Senate kills worker benefit plans; trade legislation picking up

Wednesday, May 22, 2002

WASHINGTON -- The Senate scuttled two proposals Tuesday to create new benefits for workers victimized by imports, including one killed on Vice President Dick Cheney's tie-breaking vote, as momentum grew for passage of major trade legislation sought by the Bush administration.

After more than two weeks of debate, Majority Leader Tom Daschle, D-S.D., said he hoped for a final vote today on the bill giving President Bush expanded authority to negotiate global trade deals.

The maneuvering came as House lawmakers from textile states said they had won support from the GOP leadership and the administration for a provision designed to protect jobs in an industry particularly hard hit by imports. Under the proposal, fabric would have to be dyed, printed and finished in the United States before being shipped overseas for cutting if it is to enjoy favorable trade treatment when it is reimported into the United States for sale as clothing.

Officials said the provision would be inserted into a catchall spending measure expected on the House floor later this week.

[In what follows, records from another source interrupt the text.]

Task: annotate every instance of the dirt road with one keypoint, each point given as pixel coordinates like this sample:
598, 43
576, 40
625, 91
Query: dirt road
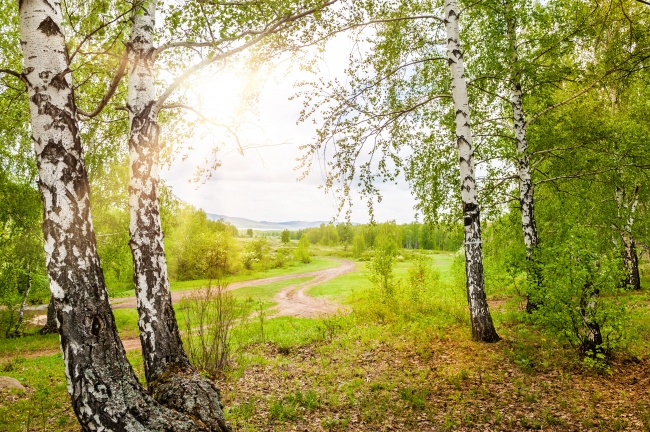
291, 301
294, 301
320, 276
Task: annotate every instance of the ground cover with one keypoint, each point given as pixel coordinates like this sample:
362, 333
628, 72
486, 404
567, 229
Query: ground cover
398, 365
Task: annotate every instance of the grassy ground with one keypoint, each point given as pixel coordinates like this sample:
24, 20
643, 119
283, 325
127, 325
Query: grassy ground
398, 365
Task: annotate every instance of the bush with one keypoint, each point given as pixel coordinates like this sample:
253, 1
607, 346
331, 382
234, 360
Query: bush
422, 278
579, 300
210, 315
302, 253
381, 274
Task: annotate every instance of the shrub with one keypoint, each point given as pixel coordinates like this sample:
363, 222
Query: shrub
210, 314
302, 253
579, 299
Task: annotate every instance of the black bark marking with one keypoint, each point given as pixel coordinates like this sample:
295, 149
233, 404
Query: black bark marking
49, 27
59, 82
96, 325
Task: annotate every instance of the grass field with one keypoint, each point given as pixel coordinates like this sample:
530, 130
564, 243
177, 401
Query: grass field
398, 365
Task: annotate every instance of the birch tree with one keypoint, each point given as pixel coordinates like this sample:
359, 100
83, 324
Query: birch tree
105, 392
390, 117
482, 326
171, 378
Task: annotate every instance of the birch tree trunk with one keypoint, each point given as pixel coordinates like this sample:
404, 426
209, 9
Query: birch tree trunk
482, 325
50, 323
105, 392
171, 378
21, 313
526, 187
629, 254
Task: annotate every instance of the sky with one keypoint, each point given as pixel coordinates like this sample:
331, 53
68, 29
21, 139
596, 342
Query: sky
261, 183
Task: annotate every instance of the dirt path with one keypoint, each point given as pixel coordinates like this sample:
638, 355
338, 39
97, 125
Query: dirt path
320, 276
291, 301
294, 301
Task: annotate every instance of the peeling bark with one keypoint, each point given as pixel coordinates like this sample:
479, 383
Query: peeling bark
21, 313
105, 392
629, 254
526, 186
482, 325
592, 344
50, 323
171, 378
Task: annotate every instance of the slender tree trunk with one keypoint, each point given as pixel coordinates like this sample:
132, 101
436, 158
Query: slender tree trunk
629, 254
21, 313
631, 261
593, 340
526, 187
482, 325
50, 323
171, 378
105, 392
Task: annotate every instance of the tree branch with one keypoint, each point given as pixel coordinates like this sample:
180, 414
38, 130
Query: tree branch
272, 29
13, 73
207, 120
111, 90
92, 33
575, 96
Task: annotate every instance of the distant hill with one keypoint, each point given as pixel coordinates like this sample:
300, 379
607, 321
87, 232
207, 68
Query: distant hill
243, 223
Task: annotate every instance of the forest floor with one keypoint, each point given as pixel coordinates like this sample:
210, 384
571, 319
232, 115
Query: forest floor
406, 365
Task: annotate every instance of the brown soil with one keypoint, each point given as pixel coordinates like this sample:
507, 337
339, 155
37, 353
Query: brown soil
319, 275
294, 301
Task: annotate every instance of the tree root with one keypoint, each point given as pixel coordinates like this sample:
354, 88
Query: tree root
186, 391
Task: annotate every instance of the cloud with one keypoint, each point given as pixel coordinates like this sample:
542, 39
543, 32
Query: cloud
261, 184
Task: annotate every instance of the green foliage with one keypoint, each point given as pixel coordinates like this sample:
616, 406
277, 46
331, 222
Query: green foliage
210, 315
381, 274
580, 298
302, 252
358, 246
286, 237
201, 248
422, 280
257, 255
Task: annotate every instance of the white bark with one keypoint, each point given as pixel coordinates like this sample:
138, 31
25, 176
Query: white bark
159, 334
630, 257
482, 326
105, 392
21, 312
526, 185
171, 378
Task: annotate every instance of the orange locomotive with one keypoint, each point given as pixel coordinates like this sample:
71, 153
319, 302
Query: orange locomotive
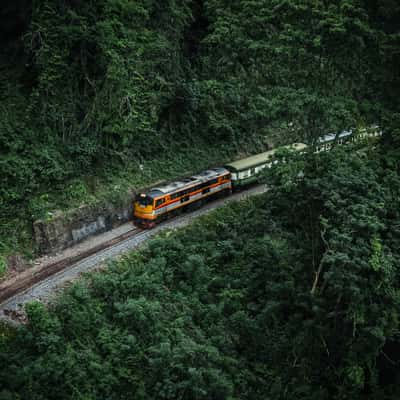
165, 201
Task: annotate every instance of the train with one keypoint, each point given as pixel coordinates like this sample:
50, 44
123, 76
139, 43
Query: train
166, 201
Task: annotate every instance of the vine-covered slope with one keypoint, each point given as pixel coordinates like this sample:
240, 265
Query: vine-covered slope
88, 86
292, 295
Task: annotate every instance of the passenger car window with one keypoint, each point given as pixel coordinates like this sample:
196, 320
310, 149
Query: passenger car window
159, 202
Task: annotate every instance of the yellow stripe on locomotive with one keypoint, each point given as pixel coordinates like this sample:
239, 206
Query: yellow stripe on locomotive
161, 202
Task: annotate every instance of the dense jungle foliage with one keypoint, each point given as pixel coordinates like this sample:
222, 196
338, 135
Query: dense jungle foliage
90, 88
291, 295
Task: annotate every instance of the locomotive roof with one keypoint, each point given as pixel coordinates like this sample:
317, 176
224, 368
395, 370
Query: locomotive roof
332, 136
260, 159
187, 182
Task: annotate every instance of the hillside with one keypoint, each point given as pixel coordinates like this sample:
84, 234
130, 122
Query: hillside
292, 295
91, 90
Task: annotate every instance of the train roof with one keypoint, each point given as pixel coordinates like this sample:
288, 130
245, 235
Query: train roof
260, 159
332, 136
187, 182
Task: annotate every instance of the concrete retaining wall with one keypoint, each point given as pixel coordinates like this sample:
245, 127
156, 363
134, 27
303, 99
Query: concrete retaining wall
67, 229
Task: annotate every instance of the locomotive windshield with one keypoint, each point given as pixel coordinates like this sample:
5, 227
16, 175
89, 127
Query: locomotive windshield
144, 200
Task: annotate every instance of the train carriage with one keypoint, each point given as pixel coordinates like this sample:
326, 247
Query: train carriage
165, 201
248, 170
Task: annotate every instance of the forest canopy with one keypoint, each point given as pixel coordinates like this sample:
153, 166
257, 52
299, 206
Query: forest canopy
290, 295
86, 86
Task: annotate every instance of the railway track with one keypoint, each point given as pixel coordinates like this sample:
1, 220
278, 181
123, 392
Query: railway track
28, 281
41, 284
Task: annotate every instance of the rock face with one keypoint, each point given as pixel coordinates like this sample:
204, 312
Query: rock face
67, 229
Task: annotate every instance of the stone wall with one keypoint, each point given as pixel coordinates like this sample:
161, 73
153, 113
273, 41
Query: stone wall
65, 229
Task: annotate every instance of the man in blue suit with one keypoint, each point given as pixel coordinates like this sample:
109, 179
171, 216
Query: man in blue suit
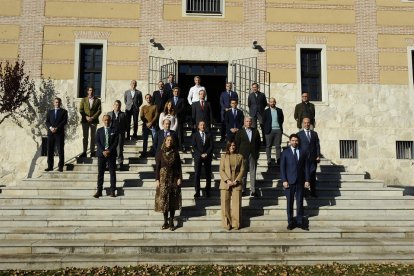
106, 141
225, 101
233, 119
56, 120
294, 173
310, 143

"It's exactly what I asked for," said Rep. Jim DeMint, R-S.C., who gained leverage on the issue by supporting the trade legislation when it cleared the House by a one-vote margin last year. Rep. Robin Hayes, R-N.C., who also voted for the bill despite a heavy presence of textile jobs in his district, expressed satisfaction.

Blend of trade, benefits

The Senate legislation is a blend of trade provisions proposed by the White House and worker benefits sought by Democrats. It would give Bush authority to negotiate international trade deals, subject to only a yes-or-no vote by Congress -- with one exception. The exception, permitting a separate vote in cases in which American antidumping remedies were weakened, has drawn a veto threat from Bush's advisers and is generally expected to be dropped when House and Senate negotiators fashion their final compromise.

The worker assistance in the bill comes in the form of expanded benefits for those whose jobs are lost due to import competition. A new program of federal subsidies for health insurance is expected to cost as much as $12 billion over the next decade.

Sen. Jay Rockefeller, D-W.Va., and other steel state senators sought to extend the health care benefits to steelworkers who retire when their plants close due to imports. They gained only 56 of the 60 votes they needed.

"No other industry has suffered, has been such a victim of the flood of imports as has the steel industry," Rockefeller said. Daschle urged the Senate, "Let's deal with the victims as well as the prizewinners here."

But Sen. Don Nickles, R-Okla., said such new spending programs were "ransom" for going along with expanded trade authority for Bush. Sen. Charles Grassley, R-Iowa, a leading GOP supporter of the bill, said passage of the steelworker provision would upset a "very balanced compromise."

The next threat to that balance came from an amendment by Sen. George Allen, R-Va., to provide federal home-mortgage assistance for workers laid off because of international trade.

Daschle and Senate Republican Leader Trent Lott, D-Miss., both voted to kill Allen's proposal, a reflection of the bipartisan desire to finish the measure. So, too, did Grassley and Sen. Max Baucus, D-Mont., the chairman of the Senate Finance Committee and a leading Democratic advocate of the trade bill.

With the vote tied at 49-49, Cheney sent the proposal to its death. It was the third time he has voted in the Senate and his only tiebreaker since the Democrats gained the majority a year ago.

At its heart, the legislation is designed to restore trade negotiating power that presidents have had for much of the past quarter-century. The authority lapsed in 1994, and the Republican-controlled Congress refused to renew it as long as Bill Clinton occupied the White House.